Labour chairman Ian Lavery blasts Shadow Cabinet colleagues for talking up 'confirmatory ballot' on Brexit
Labour chairman Ian Lavery has hit out at second referendum campaigners - including his own Shadow Cabinet colleagues - for using the term "confirmatory ballot".
Mr Lavery said the phrase, which has been used by fellow Labour frontbenchers Tom Watson and Sir Keir Starmer in recent weeks, was an attempt to call a second vote on Brexit "something it isn't".
Sir Keir, among the leading advocates for a second referendum in Labour's top team, last week warned that it was "impossible" to see how any deal could pass the Commons without including a so-called "confirmatory vote".
Tom Watson, the party's deputy leader, meanwhile said a Brexit deal "ought to be subject to the lock of a confirmatory vote" to get through Parliament.
The party's MPs were also whipped to back a Commons amendment from backbenchers Pete Kyle and Phil Wilson back in March which called for a "confirmation ballot" on any EU deal.
But Mr Lavery told the Financial Times he was "not sure" why the term was now being used by other senior Labour figures, and said the party leaders had never endorsed the use of the phrase "confirmatory ballot".
He meanwhile told The Independent: "I’m not sure where the term confirmatory ballot has come from.
“I’m not saying it is trying to hoodwink people, but it is trying to appease people, trying to flower it, trying to be something it isn’t. It’s a second referendum."
And he said: "We have never – at the NEC [National Executive Committee], the shadow cabinet – we have never ever discussed the term confirmatory ballot."
Mr Lavery - who earlier this year defied a three-line whip and voted against a second referendum - also warned that full Labour support for a fresh public vote would amount to an act of "self-harm".
But Mr Kyle, the Labour MP for Hove who co-authored March's amendment on a fresh public vote, hit back, telling the Independent: “It certainly isn’t a good look for Jeremy Corbyn’s Labour party to suggest the public are too stupid to answer the question ‘is this deal good enough for you and your family?’.”
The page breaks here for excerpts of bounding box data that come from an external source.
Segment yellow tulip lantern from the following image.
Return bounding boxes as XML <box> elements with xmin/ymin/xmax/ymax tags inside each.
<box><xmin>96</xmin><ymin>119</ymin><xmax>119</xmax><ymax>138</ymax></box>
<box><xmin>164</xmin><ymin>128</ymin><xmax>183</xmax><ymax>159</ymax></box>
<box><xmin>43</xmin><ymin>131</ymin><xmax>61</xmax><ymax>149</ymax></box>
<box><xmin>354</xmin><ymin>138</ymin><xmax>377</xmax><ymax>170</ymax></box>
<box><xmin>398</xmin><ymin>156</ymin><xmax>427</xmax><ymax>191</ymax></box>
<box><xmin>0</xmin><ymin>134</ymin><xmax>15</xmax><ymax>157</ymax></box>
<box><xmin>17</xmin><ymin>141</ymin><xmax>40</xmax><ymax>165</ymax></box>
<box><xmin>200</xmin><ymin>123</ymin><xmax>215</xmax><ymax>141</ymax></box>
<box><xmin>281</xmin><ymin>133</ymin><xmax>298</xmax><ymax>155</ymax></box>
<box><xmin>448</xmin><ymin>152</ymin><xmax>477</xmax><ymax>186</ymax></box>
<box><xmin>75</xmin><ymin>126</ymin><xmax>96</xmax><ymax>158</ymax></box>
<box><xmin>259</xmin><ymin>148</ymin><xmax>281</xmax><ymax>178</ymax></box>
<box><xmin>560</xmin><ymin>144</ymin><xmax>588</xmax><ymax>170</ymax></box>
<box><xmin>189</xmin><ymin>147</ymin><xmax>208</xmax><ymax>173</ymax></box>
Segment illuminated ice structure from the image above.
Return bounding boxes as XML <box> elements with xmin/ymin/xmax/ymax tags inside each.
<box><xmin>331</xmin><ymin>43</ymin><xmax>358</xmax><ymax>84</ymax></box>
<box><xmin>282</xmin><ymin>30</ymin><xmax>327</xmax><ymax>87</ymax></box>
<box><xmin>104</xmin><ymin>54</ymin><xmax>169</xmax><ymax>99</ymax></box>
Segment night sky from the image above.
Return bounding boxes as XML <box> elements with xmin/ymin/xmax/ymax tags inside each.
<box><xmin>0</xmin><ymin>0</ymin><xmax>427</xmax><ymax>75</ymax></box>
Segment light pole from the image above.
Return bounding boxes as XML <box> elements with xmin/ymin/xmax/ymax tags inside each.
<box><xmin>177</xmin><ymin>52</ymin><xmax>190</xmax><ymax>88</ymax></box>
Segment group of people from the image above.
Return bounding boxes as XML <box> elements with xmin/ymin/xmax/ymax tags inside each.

Mr Wilson meanwhile said: "It’s party policy that it should be called a confirmatory ballot."
And the Sedgefield MP added: "Whatever the deal, it will ask the people, three years after the referendum, whether they want to confirm that deal and go ahead with it."
Jeremy Corbyn on Sunday said it would be "reasonable to have a public vote" on any Labour-backed EU deal that gets through Parliament.